HAMMOND, Ind. (CBS) -- Illinois' COVID-19 positivity rate right now it sits at 3.1%.
That's low compared to many other states like Indiana, where the positivity rate is 9%. CBS 2's Suzanne Le Mignot spoke to one Indiana superintendent who's keeping a very close eye on that number.
Because that number has been increasing and so has concern, since schools open in Indiana in just three weeks.
Lake County has a positivity rate at 12%. Hammond has 19 schools, with 13,000 students. Superintendent Scott Miller was among the Lake County School Superintendents that signed a letter on July 13.
It said all Lake County schools will be starting the school year in the traditional manner with students in classrooms. Miller said the letter was written when COVID-19 cases were rising, but not as high as they are now.
"If the spread rate were to continue, I'll only speak for my own school system, but we would look at a full-time e-learning situation if they remain above 10% like they are right now," Miller said.
Miller said he will make that recommendation at the school board meeting on August 4 if the COVID-19 cases remain above 10%. He said right now, surveys show about half of the districts parents want their children to return to traditional in-school learning, and half want their children to remain at home.
"If it's full school learning, we're not mandating that for all families. We will still have a full-time e-learning option for all families.
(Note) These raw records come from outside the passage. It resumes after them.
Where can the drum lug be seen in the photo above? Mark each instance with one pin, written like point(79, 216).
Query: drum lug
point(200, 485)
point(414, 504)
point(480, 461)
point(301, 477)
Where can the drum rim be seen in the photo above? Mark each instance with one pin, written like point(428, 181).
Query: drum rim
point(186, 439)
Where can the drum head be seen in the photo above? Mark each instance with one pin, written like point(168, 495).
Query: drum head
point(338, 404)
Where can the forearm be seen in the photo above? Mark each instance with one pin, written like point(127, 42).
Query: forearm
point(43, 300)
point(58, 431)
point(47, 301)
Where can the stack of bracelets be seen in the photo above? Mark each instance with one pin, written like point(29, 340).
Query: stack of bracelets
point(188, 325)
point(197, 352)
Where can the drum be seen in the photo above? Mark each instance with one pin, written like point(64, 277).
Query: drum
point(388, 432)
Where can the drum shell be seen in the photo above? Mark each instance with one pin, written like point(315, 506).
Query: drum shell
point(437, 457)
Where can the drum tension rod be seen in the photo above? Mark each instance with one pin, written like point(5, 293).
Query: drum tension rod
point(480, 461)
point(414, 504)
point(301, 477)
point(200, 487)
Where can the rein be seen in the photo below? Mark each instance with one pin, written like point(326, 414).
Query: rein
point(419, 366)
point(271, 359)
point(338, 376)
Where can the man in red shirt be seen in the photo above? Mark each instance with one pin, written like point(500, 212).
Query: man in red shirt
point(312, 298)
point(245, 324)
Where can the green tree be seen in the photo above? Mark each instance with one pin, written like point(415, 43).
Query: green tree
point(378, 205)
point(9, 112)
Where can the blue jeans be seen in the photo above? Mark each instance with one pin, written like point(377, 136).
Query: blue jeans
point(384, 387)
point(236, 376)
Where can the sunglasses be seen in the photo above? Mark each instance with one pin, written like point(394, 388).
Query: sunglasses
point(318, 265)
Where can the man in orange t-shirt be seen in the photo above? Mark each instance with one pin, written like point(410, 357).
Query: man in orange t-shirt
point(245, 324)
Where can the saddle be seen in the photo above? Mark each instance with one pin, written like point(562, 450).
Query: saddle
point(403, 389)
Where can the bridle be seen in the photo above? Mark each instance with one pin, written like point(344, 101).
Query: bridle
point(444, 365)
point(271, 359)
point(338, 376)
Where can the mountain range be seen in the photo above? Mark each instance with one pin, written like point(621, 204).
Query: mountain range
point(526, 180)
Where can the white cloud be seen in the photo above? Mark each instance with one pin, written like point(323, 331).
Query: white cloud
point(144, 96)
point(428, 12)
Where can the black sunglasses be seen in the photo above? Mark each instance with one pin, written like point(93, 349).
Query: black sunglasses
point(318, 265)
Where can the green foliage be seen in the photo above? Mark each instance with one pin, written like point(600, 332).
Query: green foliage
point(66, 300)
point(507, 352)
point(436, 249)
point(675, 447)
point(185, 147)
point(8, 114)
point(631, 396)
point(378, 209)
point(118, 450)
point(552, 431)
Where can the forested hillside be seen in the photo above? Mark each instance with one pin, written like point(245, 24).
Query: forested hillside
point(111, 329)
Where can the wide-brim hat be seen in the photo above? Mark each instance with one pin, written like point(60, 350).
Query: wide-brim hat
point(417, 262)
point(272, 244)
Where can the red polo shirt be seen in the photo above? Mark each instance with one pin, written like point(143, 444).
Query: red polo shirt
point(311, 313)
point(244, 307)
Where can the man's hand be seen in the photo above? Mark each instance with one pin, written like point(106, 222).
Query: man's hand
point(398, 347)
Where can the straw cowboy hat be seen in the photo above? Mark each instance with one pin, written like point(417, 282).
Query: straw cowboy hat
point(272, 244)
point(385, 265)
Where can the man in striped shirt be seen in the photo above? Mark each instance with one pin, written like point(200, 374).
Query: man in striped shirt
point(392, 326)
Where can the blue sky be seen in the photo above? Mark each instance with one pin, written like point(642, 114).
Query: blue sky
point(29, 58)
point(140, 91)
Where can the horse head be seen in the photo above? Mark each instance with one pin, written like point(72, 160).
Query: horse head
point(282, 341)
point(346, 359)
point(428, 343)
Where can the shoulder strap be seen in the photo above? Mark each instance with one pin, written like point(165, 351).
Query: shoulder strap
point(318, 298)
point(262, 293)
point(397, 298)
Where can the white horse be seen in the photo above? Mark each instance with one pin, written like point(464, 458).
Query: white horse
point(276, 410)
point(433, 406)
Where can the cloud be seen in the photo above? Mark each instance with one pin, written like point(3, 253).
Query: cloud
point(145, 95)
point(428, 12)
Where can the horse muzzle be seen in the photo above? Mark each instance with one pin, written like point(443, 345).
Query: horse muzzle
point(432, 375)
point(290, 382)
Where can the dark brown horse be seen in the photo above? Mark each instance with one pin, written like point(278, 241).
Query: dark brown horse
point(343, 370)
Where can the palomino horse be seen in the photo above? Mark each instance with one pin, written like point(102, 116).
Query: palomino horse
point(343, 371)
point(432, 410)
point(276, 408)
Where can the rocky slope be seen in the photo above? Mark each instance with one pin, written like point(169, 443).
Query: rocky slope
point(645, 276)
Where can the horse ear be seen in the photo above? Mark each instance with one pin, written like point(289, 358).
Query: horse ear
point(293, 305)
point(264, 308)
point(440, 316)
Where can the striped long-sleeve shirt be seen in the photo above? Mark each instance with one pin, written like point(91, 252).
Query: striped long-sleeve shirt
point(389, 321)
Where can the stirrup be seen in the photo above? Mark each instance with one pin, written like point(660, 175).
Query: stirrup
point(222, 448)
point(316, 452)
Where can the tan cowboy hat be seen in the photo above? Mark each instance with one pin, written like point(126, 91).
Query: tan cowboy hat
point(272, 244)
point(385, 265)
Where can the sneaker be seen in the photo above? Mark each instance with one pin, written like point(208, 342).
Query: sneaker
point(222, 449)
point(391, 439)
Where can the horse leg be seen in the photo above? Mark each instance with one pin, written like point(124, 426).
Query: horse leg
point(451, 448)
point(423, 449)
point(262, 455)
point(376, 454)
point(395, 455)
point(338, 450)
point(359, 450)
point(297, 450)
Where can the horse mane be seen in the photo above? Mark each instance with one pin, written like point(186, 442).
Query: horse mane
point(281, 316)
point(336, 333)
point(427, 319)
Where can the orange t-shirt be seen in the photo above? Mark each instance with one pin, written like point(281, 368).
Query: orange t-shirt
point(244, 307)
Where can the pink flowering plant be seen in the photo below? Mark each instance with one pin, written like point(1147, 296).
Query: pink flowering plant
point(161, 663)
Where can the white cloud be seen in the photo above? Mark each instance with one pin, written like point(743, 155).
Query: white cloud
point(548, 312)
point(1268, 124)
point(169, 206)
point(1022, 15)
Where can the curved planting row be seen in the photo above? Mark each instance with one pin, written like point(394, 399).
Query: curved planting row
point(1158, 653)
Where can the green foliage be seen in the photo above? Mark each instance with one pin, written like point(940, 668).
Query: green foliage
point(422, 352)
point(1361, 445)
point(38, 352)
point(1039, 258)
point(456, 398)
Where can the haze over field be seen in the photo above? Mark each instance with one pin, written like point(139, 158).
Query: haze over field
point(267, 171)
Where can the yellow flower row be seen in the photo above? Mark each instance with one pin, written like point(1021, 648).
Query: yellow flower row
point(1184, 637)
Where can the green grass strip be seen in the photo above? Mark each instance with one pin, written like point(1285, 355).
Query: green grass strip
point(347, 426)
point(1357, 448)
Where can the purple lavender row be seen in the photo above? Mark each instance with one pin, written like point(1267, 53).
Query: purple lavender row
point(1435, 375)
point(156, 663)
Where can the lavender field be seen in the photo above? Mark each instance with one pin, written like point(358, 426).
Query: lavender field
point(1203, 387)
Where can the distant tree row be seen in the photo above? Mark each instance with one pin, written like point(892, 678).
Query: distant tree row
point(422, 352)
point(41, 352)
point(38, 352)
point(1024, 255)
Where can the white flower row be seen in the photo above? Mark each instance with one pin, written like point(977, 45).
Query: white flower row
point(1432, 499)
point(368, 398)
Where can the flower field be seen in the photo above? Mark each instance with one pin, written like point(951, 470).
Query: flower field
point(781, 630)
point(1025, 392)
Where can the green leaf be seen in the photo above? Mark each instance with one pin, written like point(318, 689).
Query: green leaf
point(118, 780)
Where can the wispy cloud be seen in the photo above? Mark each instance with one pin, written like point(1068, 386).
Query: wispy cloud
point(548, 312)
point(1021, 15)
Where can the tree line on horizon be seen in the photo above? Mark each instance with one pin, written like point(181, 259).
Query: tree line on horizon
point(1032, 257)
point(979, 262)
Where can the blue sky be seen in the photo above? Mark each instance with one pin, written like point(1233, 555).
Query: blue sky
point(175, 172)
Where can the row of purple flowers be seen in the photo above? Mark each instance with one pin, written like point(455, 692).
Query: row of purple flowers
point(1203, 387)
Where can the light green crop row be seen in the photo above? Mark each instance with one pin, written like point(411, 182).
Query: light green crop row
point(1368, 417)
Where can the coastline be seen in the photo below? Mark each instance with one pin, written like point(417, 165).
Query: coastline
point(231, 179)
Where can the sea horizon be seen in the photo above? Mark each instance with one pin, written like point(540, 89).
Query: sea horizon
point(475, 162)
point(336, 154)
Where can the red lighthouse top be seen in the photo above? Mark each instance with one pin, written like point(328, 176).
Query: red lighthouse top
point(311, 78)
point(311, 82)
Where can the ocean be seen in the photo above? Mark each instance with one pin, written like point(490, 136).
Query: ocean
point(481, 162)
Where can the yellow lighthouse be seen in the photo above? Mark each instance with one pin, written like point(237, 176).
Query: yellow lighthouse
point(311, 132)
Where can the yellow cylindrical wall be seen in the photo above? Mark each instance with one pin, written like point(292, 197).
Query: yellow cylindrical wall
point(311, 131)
That's always been the case," Miller said.
The re-entry plan has three phases: Green is traditional five days a week along with e-learning option. Yellow is a hybrid approach, rotating students on different days of the week for in-school learning to reduce the number of students in the building. Red would be full-time e-learning district-wide.
For those coming back to school, masks provided for each student will be mandatory. Dr. Chandana Vavilala is the Lake County Indiana Health Officer and has weekly meetings with school officials. Vavilala said right now, 20-29 year olds are the ones with the highest positive tests. Mandatory mask wearing is the key to seeing that number drop.
"We are trying to reduce the community transmission of the COVID so we can reopen the schools more comfortably and safely," Vavilala said.